I guess that’s why I daydream of a different scenario for Afghanistan when I watch the awful news these days. In my daydreams I fantasize about what we should have done, if we wanted to truly change the dynamics of that region. I firmly believe we should have disarmed all the men, and armed and trained the women. And then we should have fought alongside these units until they demonstrated they could lay down their lives for each other and their country. Once that metric was ticked off, we should have stepped away, slowly. I know this is a John Brown sort of solution and that did not work out as he had planned but he was right—slavery is wrong and if no one else will fight for your freedom then you must find a way to do it for yourself.
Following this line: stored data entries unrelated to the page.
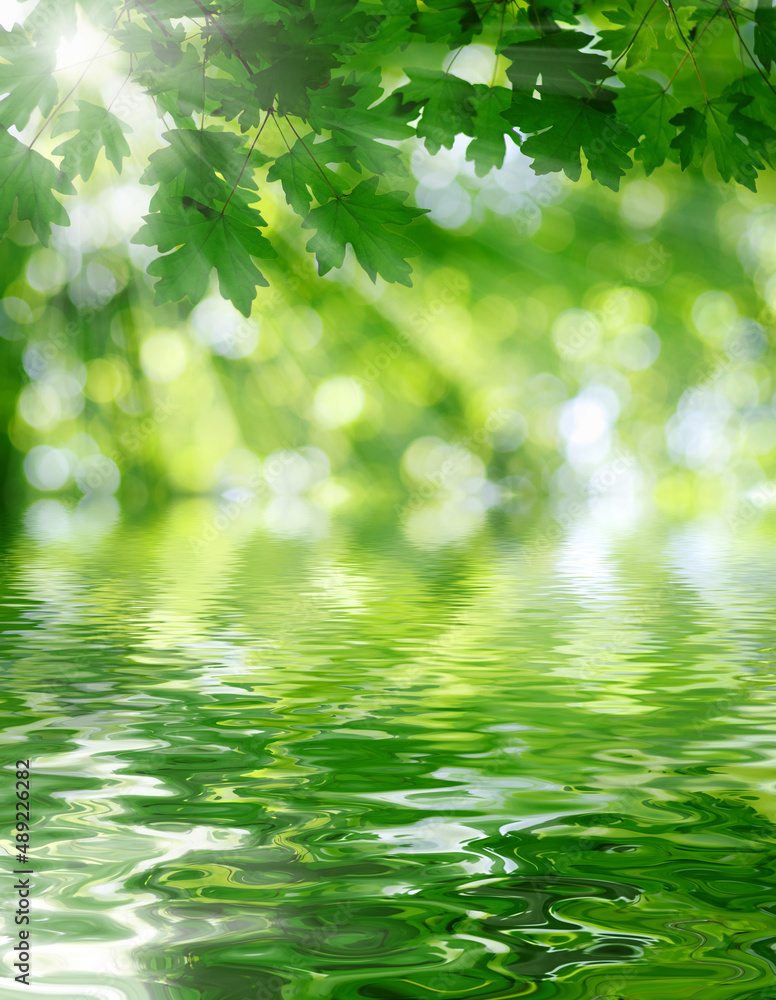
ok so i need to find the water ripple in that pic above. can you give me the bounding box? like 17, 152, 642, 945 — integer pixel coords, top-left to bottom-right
1, 509, 776, 998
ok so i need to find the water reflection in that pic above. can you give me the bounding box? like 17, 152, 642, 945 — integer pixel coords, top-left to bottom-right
1, 498, 775, 999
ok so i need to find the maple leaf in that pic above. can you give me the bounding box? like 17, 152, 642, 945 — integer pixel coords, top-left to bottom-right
396, 69, 477, 155
242, 0, 304, 25
267, 137, 351, 216
465, 85, 515, 176
139, 128, 270, 232
0, 130, 74, 244
722, 74, 776, 132
705, 98, 766, 191
307, 0, 377, 48
4, 0, 776, 304
132, 199, 277, 317
336, 0, 417, 53
210, 78, 263, 133
537, 0, 583, 26
507, 93, 636, 190
669, 98, 768, 190
502, 31, 610, 99
0, 25, 57, 129
142, 129, 262, 195
250, 19, 338, 115
669, 106, 706, 169
302, 177, 427, 286
664, 5, 698, 49
135, 41, 206, 118
599, 5, 659, 66
51, 100, 132, 181
616, 72, 682, 174
724, 90, 776, 165
410, 0, 483, 46
114, 17, 179, 55
754, 6, 776, 70
309, 71, 416, 174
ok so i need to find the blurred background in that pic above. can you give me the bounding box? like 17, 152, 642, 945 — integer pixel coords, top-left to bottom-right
3, 5, 776, 543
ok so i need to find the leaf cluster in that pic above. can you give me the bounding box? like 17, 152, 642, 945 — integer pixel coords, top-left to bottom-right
2, 0, 776, 314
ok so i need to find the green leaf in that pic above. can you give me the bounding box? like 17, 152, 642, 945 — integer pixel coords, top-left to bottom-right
135, 41, 206, 118
230, 14, 338, 115
396, 69, 477, 155
665, 5, 697, 49
307, 0, 377, 48
0, 26, 57, 129
0, 130, 74, 244
465, 85, 514, 176
704, 98, 765, 191
507, 92, 636, 191
410, 0, 483, 46
51, 100, 132, 181
722, 73, 776, 132
251, 35, 337, 114
720, 76, 776, 171
139, 128, 270, 230
4, 0, 776, 299
267, 138, 350, 216
210, 78, 262, 133
683, 1, 718, 33
309, 71, 416, 174
599, 5, 659, 67
302, 177, 427, 286
669, 106, 706, 169
242, 0, 304, 25
754, 6, 776, 70
132, 199, 277, 317
503, 31, 610, 99
141, 129, 257, 197
724, 90, 776, 164
533, 0, 582, 27
671, 98, 767, 189
616, 72, 682, 174
113, 18, 178, 56
333, 0, 417, 54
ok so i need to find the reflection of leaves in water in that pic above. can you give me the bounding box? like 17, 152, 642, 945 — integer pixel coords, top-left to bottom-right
3, 513, 776, 997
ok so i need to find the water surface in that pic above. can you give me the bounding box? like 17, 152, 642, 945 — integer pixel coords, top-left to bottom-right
1, 498, 775, 1000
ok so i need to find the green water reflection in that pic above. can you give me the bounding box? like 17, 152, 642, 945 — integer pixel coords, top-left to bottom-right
1, 499, 775, 1000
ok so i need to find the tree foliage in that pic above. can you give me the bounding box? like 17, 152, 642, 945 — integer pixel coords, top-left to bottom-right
2, 0, 776, 314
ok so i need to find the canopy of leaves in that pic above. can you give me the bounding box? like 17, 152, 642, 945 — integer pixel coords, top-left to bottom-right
2, 0, 776, 313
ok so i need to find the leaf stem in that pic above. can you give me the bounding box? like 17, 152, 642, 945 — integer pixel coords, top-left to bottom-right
444, 46, 465, 75
273, 115, 293, 155
609, 0, 661, 74
220, 107, 272, 218
666, 0, 708, 102
582, 0, 660, 110
722, 0, 776, 99
664, 4, 721, 93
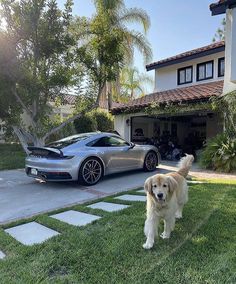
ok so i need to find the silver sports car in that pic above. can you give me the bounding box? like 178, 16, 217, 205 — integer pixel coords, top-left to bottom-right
25, 132, 160, 185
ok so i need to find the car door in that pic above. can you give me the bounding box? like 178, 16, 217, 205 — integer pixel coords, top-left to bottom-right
92, 136, 141, 173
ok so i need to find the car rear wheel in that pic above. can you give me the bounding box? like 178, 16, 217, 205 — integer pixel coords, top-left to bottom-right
79, 157, 103, 186
143, 151, 158, 172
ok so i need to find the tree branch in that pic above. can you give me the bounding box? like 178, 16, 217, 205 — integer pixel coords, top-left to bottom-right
11, 87, 38, 129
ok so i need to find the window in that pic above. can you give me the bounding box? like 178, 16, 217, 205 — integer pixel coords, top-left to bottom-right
197, 61, 214, 81
177, 66, 193, 85
47, 134, 92, 149
218, 57, 225, 77
91, 136, 129, 147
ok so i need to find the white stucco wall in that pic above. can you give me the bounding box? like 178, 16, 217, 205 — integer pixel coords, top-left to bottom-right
154, 51, 225, 92
223, 7, 236, 93
114, 112, 146, 142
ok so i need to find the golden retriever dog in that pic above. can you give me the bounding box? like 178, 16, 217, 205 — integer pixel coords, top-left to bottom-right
143, 154, 194, 249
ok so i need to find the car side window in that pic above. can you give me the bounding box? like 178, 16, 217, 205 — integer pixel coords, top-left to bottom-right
91, 137, 110, 147
107, 136, 129, 146
91, 136, 129, 147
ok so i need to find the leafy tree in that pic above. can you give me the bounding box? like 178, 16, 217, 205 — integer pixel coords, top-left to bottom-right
74, 113, 97, 134
0, 0, 82, 153
74, 109, 113, 133
212, 17, 226, 42
92, 110, 114, 132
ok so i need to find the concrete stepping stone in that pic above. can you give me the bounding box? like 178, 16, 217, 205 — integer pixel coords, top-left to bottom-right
5, 222, 59, 246
187, 180, 205, 184
50, 210, 101, 226
115, 194, 146, 202
0, 251, 6, 259
87, 202, 129, 212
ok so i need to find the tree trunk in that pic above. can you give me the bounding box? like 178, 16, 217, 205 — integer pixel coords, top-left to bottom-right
12, 126, 31, 154
107, 82, 112, 110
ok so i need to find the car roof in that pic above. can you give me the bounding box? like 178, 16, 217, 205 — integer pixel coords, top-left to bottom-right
55, 132, 122, 144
I am well aware there are many problems with my daydream. To name a few, members of the U.S. military never had the level of access to Afghan women that what I propose needed. We were the invaders. No one trusted us. We weren’t invited to liberate the Afghan women, not even by the women, because the women do not have a voice much less a united voice in that country. Those rare exceptions are silent now, for good reasons. Also, most of the Afghan men would have sabotaged this plan by any means at their disposal, not just the Taliban. There are precedents for arming women. The Kurds did this with great success. Female Soviet snipers were a huge military asset during World War Two. The Israeli Defense Force has fully incorporated women as fighters.
My little fantasies comfort me, but for the Afghan women all they have left is a heap of ashes of what could have been.